Je nach Tier ein- bis viermal pro Tag reihen sich die Kühe beim Eingang zum Melkroboter ein. Fasziniert beobachtete Bischof Jung, wie die Maschine die Zitzenbecher kameragesteuert ansetzt und melkt. „Auf der Anzeige können wir dabei ablesen, welche Kuh gerade gemolken wird, wie viel Liter anhand der vergangenen Tage und der aktuellen Laktationskurve heute zu erwarten sind und wie viel davon bereits gemolken sind.“ Über einen Transponder im Halsband kann der Computer das jeweilige Tier erkennen. Regelmäßig würden die Meßwerte der Milch jeder einzelnen Kuh erfasst. Ändere sich beispielsweise die elektrische Leitfähigkeit, weise das frühzeitig auf Mangelerscheinungen oder eine beginnende Erkrankung hin. Alle zwei Tage kommt dann der Kühl-Lkw und bringt die Milch in die Molkerei nach Würzburg. „Wer bestimmt eigentlich den Milchpreis?“, wollte der Gast aus Würzburg wissen. „Die Discounter“, lautete die lakonische Antwort der Vertreter von Bauernverband und Katholischer Landvolkbewegung (KLB). Bischof Jung interessierte sich auch für das Thema Gülle und erfuhr, dass diese komplett als Dünger auf die Felder aufgebracht werde. „Und zwar insgesamt in deutlich geringerer Menge als beispielsweise in anderen Teilen Deutschlands, wo bis zu drei Kühe pro einen Hektar gehalten werden“, wie Martin Scheiner betonte.

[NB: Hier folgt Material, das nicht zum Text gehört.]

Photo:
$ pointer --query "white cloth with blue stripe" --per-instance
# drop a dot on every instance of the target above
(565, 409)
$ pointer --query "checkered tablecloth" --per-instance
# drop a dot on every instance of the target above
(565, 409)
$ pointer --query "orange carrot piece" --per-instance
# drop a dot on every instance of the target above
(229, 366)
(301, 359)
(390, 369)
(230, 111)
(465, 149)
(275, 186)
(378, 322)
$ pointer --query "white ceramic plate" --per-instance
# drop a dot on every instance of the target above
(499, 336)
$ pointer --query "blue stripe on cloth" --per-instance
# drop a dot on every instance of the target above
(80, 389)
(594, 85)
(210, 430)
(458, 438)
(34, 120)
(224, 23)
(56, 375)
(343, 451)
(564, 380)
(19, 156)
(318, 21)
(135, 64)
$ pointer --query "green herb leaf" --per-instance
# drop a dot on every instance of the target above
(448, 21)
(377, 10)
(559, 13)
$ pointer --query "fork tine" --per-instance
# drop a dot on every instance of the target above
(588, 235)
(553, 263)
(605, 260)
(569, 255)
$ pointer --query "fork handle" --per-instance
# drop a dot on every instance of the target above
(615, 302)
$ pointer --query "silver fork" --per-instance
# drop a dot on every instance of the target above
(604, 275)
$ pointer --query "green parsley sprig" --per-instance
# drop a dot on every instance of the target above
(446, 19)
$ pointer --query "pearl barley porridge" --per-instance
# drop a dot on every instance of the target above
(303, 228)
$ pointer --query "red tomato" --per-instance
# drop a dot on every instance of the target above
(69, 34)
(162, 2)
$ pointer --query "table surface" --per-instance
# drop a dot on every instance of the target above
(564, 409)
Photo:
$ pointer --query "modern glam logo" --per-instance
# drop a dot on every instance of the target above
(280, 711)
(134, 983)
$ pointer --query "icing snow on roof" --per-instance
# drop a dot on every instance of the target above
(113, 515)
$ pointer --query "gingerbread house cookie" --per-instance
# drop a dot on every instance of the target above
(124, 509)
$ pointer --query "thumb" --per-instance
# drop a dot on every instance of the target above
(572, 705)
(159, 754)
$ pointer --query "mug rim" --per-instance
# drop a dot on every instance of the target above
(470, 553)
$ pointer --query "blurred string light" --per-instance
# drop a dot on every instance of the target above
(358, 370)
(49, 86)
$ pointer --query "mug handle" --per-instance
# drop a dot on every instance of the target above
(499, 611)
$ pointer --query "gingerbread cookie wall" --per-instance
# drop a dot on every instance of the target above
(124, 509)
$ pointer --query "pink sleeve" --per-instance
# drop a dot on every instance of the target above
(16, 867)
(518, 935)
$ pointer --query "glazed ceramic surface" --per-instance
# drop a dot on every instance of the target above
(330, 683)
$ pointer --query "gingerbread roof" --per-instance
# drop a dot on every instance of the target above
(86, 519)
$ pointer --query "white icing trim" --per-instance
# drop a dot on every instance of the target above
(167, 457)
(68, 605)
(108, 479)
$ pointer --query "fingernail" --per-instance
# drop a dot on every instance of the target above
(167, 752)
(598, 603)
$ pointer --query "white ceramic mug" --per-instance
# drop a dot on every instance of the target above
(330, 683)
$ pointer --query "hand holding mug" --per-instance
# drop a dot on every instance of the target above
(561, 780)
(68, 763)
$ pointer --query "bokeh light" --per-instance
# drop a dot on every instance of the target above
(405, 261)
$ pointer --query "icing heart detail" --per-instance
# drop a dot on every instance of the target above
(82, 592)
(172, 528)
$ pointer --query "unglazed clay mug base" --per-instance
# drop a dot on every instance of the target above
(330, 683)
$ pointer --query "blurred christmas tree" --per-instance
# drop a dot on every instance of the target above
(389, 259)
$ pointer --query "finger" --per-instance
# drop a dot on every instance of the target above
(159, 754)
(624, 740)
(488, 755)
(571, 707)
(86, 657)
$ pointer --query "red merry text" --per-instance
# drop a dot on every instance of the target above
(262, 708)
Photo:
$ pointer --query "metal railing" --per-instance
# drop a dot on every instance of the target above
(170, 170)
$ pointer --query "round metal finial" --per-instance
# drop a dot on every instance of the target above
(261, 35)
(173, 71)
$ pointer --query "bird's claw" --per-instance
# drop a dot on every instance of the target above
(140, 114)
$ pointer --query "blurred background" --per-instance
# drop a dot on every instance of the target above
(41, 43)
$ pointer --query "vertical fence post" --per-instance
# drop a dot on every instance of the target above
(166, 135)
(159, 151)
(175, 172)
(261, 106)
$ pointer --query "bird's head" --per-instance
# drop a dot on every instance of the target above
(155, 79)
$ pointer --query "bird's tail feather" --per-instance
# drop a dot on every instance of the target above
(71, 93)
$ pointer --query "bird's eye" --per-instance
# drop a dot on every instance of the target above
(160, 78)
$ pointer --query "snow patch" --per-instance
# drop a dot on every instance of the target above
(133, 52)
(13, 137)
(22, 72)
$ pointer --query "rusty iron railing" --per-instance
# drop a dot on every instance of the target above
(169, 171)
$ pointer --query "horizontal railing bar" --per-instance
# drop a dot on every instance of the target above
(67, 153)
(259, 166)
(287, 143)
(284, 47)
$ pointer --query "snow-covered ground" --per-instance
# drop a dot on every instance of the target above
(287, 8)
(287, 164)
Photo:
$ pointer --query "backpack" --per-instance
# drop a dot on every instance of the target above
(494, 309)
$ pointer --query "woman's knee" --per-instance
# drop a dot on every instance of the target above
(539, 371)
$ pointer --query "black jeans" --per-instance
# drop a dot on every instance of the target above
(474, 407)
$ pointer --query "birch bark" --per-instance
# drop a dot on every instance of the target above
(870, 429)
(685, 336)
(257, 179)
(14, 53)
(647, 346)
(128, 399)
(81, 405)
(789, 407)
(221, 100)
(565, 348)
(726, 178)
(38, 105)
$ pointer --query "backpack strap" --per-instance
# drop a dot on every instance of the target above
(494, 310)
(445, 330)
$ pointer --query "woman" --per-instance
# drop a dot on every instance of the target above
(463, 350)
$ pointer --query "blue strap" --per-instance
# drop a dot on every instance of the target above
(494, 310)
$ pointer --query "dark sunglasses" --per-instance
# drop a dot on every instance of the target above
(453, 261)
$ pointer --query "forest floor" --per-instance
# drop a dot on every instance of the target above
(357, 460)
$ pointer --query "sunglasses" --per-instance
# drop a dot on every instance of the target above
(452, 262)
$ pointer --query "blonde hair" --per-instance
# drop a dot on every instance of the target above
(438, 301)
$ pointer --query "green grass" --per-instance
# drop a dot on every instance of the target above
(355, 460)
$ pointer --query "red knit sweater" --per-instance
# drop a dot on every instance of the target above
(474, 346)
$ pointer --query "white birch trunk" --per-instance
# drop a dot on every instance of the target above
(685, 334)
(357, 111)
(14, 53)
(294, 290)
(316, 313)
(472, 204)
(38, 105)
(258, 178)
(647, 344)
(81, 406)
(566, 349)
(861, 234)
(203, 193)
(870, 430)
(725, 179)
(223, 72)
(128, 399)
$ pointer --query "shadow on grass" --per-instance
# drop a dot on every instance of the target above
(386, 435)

In Schutzanzug und Überschuhen ging es dann weiter in den Schweinemastbetrieb von Peter Kraft. „Kühe sind sehr robuste Tiere, Schweine ähneln von der Empfindlichkeit für Infektionen eher Kleinkindern“, erklärte dieser die notwendige Maßnahme. 2000 errichtete Kraft den außerhalb des Orts gelegenen Stall, 2007 erweiterte er diesen nochmals um die gleiche Größe. „Jeder Stall war zu seiner Zeit das Aktuellste.“ Im älteren Teil sind jeweils 30 Schweine in Kleingruppen zusammen, im neuen werden die Tiere in Großgruppen gehalten. Nach den gesetzlichen Bestimmungen könnte er in der Anlage insgesamt 1500 Tiere halten. Da er sich der Initiative für Tierwohl angeschlossen habe, halte er aber nur 1350 Tiere. Für die Region sei die Anlage damit „eher groß“. „Die Tiere haben hier mehr Platz und Licht und bekommen zudem Beschäftigungsmöglichkeit wie zum Beispiel Stroh. Und auch der Verlust an Tieren reduziert sich dadurch“, erklärte er dem Bischof. Gerne würde Kraft beispielsweise einen Außenbereich für die Schweine schaffen. „Es gibt aber weit und breit keinen Vermarkter, mit dessen Hilfe diese Investition sich finanzieren ließe. Es wird auf dem Markt nur Bio, Tierwohl oder gesetzlicher Standard nachgefragt. Dazwischen nix.“ Er selbst liefere seine Tiere nach Crailsheim, weil es in Unterfranken selbst keine Weiterverarbeitung in großem Stil mehr gebe.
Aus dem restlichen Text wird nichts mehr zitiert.